Consider the two group schemes $\mu_n=spec(k[t]/(t^n-1))$ and $\underline{\mathbb{Z}/n\mathbb{Z}}$ the constant group scheme associated to the cyclic group ${\mathbb{Z}/n\mathbb{Z}}$. Are they isomorphic as group schemes? Do they become isomorphic when $k$ is algebraically closed?
It is false in general because $\mu_n(k)$ may not have $n$ elements. But when are they isomorphic?
On
Here is a much lower-tech approach than Alex Wertheim's. As you allude to, a necessary condition for $\mu_n$ and $\underline{\mathbb{Z}/n\mathbb{Z}}$ to be isomorphic is that $\mu_n(k)$ has $n$ elements, which happens iff $t^n-1$ splits over $k$. On the other hand, if $t^n-1$ does split over $k$, this gives an isomorphism of $k$-algebras $k[t]/(t^n-1)\to k^n$ by the Chinese remainder theorem. So as a $k$-scheme, $\mu_n$ is just a disjoint union of $n$ copies of $\operatorname{Spec} k$. So, $\mu_n\times \mu_n$ is a disjoint union copies of $n^2$ copies of $\operatorname{Spec} k$, and the group multiplication $\mu_n\times\mu_n\to\mu_n$ is determined by what it does on $k$-points (and similarly for the inverse operation). It follows that $\mu_n$ is isomorphic as a group scheme to the constant group scheme $\underline{\mu_n(k)}\cong\underline{\mathbb{Z}/n\mathbb{Z}}$.
This argument applies equally well to any group scheme over $k$ that is isomorphic as a scheme over $k$ to a disjoint union of copies of $\operatorname{Spec} k$. In more abstract terms, the free functor from sets to $k$-schemes (left adjoint to the "forgetful functor" of $k$-points) is fully faithful and preserves products, so any group scheme whose underlying $k$-scheme is free must come from from a group object in sets.
As you note, this is false if the characteristic of $k$ divides $n$; indeed, one can observe this by computing the number of points over (say) $k_{\mathrm{sep}}$, or by noting that $\underline{\mathbb{Z}/n\mathbb{Z}}$ is an étale group scheme, whereas $\mu_{n}$ is étale if and only if $\mathrm{char}(k)$ does not divide $n$.
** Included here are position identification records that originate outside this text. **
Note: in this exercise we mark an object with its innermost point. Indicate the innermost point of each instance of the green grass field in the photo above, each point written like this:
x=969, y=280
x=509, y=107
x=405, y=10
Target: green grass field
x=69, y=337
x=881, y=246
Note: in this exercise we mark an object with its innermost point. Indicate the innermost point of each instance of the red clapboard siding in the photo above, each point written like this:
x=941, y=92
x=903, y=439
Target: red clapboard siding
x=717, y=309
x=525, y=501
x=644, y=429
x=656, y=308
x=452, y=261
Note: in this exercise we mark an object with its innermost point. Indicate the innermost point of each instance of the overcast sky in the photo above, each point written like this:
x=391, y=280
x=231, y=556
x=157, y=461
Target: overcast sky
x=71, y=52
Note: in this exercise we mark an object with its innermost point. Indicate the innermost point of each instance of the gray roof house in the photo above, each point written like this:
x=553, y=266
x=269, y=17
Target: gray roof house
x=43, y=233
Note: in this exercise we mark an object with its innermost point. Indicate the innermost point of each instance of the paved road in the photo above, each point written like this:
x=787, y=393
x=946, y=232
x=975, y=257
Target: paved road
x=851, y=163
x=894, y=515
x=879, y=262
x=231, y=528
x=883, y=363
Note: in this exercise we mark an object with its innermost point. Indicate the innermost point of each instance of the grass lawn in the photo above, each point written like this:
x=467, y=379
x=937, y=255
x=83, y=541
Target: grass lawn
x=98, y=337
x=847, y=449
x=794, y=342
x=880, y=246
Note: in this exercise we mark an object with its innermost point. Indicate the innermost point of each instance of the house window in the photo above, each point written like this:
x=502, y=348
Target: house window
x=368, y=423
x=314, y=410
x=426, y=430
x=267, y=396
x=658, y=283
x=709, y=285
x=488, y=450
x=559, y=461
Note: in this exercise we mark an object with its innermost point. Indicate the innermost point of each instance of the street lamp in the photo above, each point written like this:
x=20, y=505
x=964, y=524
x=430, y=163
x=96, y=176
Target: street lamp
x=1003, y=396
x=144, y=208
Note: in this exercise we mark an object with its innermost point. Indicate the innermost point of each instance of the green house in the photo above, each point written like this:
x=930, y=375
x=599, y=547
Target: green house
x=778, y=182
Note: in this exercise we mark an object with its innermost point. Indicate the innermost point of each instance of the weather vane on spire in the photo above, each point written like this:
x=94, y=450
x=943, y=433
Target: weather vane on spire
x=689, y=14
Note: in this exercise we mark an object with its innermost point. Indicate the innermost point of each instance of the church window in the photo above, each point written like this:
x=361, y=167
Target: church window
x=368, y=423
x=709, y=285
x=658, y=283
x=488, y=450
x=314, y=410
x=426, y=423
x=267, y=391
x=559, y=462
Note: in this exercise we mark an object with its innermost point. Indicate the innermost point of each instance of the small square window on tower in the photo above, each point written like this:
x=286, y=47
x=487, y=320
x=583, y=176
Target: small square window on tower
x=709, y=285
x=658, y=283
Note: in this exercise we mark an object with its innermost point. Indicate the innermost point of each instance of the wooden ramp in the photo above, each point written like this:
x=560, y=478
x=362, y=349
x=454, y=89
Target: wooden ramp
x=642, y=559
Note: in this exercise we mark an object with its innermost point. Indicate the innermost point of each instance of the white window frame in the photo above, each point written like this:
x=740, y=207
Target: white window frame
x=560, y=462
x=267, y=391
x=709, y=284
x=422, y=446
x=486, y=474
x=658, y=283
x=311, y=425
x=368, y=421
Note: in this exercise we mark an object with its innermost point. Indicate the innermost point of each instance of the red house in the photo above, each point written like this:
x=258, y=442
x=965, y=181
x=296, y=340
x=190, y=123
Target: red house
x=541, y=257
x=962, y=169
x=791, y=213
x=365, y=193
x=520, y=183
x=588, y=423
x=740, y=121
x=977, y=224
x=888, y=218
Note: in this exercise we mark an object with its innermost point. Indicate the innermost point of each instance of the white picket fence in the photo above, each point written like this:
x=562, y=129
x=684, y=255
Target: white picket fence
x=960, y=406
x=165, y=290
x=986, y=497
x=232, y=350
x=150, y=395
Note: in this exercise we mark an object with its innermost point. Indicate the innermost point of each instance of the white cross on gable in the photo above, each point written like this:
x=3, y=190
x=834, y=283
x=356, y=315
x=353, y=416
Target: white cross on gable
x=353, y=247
Hence, suppose that $\mathrm{char}(k)$ does not divide $n$. I claim that $\mu_{n}$ and $\underline{\mathbb{Z}/n\mathbb{Z}}$ are isomorphic if and only if $k$ contains all $n$th roots of unity, i.e. if and only if $t^{n}-1$ splits in $k[t]$.
Indeed, put $\Gamma_{k} = \mathrm{Gal}(k_{\mathrm{sep}}/k)$. There is an equivalence of categories between (affine) étale group schemes and finite groups with continuous $\Gamma_{k}$-action (by group homomorphisms). This correspondence is mentioned in several nice online notes: see page 24 here or page 206 here. However, the treatment I most prefer (though I'm a bit biased) is found on page 332 of "The Book of Involutions". I will reproduce some of the details here.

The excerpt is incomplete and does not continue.